Database Of Human Protein Structures Released
Date posted:
News
The most important database since the mapping of the human genome has been released freely and openly, revolutionising the life sciences industry overnight.
The collaboration between the European Molecular Biology Laboratory (EMBL) and Google-owned artificial company DeepMind, has led to the release of a database of over 20,000 3D structures that are believed to represent every protein expressed by the human genome.
The Alphafold Protein Structure Database, which is freely available to view and use to the scientific community, would double the number of high accuracy structures available, and expand our knowledge of the human genome significantly.
This is a revolution for life science consulting, as understanding these proteins that are the building blocks of every biological process in every living creature, and enable vital biological research work to be considerably accelerated.
The AI system was the subject of two papers in the journal Nature, which provides more detailed information on the system and how it functions.
The database provides the protein sequence and a 3D predicted model, colour coded based on AlphaFold’s per-residue confidence score (pLDDT).
The system takes full advantage of the sophisticated AI system known as AlphaFold, which can use a protein’s amino acid sequence to predict what shape it will become, and has been heralded by DeepMind CEO Demis Hassabis, PhD., as one of the biggest contributions AI has made to scientific knowledge.
Before the use of AI, protein shape predictions were made through years of painstaking experimentation, which themselves were incredibly expensive.
This work was not in vain, however, as it formed the knowledge base that AlphaFold would be trained with.
Machine learning is a relatively simple concept that allows for incredibly complex tasks to be automated, reducing the amount of time testing and creating predicted protein shapes from years to mere months.
It starts by providing correct data to the system to allow it to understand what to look for before it works on the particular task at hand.
AlphaFold’s systems have already been used previously to create medicines to treat neglected diseases, as well as increase our understanding of the biology of SARS-CoV-2.
Outside of biology, the Centre of Enzyme Innovation used AlphaFold to allow for the chemical recycling of single-use plastics that pollute our environments.
Currently, the database includes over 350,000 structures, with protein structures for the fruit fly, mouse, malaria parasite and E.coli.
DeepMind plans to continually update the database and AlphaFold system as they continue to improve and upgrade both the software and hardware that powers it.
The system has limitations, generally a result of the complex interplay between different protein structures and the dynamic changes in structure often seen by proteins.

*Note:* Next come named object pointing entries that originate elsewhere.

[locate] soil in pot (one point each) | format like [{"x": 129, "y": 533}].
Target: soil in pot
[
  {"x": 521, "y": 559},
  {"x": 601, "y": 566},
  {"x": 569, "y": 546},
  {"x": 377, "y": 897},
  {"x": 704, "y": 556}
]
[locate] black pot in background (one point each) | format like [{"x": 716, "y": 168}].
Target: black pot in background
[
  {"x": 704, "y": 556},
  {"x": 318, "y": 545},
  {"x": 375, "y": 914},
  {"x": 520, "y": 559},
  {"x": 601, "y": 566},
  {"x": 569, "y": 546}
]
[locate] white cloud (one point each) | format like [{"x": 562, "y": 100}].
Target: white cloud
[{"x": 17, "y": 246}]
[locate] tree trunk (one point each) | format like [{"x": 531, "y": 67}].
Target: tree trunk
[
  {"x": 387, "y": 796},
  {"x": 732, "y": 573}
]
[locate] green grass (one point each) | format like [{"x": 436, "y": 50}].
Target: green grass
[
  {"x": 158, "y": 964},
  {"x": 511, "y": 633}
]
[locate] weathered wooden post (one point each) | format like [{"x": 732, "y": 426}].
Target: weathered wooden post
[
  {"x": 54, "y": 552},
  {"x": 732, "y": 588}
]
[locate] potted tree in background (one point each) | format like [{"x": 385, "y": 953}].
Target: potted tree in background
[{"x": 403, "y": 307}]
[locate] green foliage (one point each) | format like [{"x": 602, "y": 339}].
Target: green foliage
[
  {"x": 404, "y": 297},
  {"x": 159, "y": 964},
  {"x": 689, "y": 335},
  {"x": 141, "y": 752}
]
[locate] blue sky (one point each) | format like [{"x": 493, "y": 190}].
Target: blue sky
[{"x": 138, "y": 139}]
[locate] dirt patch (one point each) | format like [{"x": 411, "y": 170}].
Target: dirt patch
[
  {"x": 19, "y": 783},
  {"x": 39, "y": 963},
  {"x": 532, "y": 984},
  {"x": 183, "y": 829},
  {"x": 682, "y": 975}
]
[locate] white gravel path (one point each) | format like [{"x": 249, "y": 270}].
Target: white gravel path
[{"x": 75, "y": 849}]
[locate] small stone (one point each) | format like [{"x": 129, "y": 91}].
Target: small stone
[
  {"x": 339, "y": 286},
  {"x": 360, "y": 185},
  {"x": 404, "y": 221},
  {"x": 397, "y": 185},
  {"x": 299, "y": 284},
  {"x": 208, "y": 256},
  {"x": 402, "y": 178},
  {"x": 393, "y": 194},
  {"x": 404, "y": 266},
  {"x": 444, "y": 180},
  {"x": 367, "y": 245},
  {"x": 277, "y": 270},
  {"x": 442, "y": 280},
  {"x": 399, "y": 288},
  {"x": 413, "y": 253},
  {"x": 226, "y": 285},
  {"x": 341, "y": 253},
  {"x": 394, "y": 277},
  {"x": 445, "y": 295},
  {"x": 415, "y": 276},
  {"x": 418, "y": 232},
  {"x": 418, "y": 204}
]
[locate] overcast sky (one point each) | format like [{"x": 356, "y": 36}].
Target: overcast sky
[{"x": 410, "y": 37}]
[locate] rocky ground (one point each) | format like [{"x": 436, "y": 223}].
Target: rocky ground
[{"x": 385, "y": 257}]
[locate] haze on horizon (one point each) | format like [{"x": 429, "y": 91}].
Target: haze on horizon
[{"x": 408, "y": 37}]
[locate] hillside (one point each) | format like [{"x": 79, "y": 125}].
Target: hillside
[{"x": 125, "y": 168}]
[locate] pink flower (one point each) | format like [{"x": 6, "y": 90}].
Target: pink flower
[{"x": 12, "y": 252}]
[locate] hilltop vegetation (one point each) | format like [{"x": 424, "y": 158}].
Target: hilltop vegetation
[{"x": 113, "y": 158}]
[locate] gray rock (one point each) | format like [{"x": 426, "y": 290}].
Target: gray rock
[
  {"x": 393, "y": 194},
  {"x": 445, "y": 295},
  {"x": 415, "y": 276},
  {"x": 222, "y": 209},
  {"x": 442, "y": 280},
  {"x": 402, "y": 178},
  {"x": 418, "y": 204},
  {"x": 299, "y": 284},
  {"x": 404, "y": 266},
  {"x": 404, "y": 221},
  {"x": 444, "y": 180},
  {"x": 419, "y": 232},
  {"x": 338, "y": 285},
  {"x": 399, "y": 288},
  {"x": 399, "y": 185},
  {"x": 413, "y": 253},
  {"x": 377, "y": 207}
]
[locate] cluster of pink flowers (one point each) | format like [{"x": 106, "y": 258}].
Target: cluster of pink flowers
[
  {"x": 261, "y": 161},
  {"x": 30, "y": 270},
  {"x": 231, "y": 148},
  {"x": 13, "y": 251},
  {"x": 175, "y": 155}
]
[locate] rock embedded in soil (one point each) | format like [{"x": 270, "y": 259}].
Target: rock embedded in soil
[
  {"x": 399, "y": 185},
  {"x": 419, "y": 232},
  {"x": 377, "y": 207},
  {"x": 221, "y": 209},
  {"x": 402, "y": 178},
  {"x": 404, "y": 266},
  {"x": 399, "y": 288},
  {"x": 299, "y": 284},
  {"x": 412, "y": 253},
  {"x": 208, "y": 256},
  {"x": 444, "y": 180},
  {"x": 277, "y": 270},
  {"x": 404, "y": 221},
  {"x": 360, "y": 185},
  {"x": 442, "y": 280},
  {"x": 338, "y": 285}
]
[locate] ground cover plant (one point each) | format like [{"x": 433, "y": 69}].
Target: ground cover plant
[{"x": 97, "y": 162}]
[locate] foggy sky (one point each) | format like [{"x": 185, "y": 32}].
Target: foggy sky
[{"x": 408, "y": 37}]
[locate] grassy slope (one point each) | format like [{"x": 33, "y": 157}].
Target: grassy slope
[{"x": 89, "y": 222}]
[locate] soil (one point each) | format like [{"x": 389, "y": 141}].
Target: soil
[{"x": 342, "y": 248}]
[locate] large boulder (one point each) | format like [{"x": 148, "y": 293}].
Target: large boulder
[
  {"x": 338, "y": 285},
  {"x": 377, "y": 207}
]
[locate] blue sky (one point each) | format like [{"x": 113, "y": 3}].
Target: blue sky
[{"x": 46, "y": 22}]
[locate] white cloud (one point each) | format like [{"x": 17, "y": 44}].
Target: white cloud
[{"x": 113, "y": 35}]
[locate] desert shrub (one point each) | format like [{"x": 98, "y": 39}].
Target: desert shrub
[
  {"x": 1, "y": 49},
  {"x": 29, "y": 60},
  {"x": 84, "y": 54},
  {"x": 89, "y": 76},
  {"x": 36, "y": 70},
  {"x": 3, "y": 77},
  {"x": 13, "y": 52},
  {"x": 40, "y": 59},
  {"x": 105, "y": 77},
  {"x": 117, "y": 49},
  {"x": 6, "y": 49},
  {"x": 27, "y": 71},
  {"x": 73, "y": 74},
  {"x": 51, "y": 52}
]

It also is not designed to predict mutations.
The ultimate aim over the next few years is to expand its coverage to include almost every single protein that is known to science, which totals 100 million structures in the UniProt database.
This would eventually, DeepMind claims, lead to every single protein known to science having a high-quality 3D model available to it.
Artificial intelligence and machine learning have been major talking points in the life sciences industry, with stories of a bread-recognition system that could detect cancer cells making headlines earlier this year.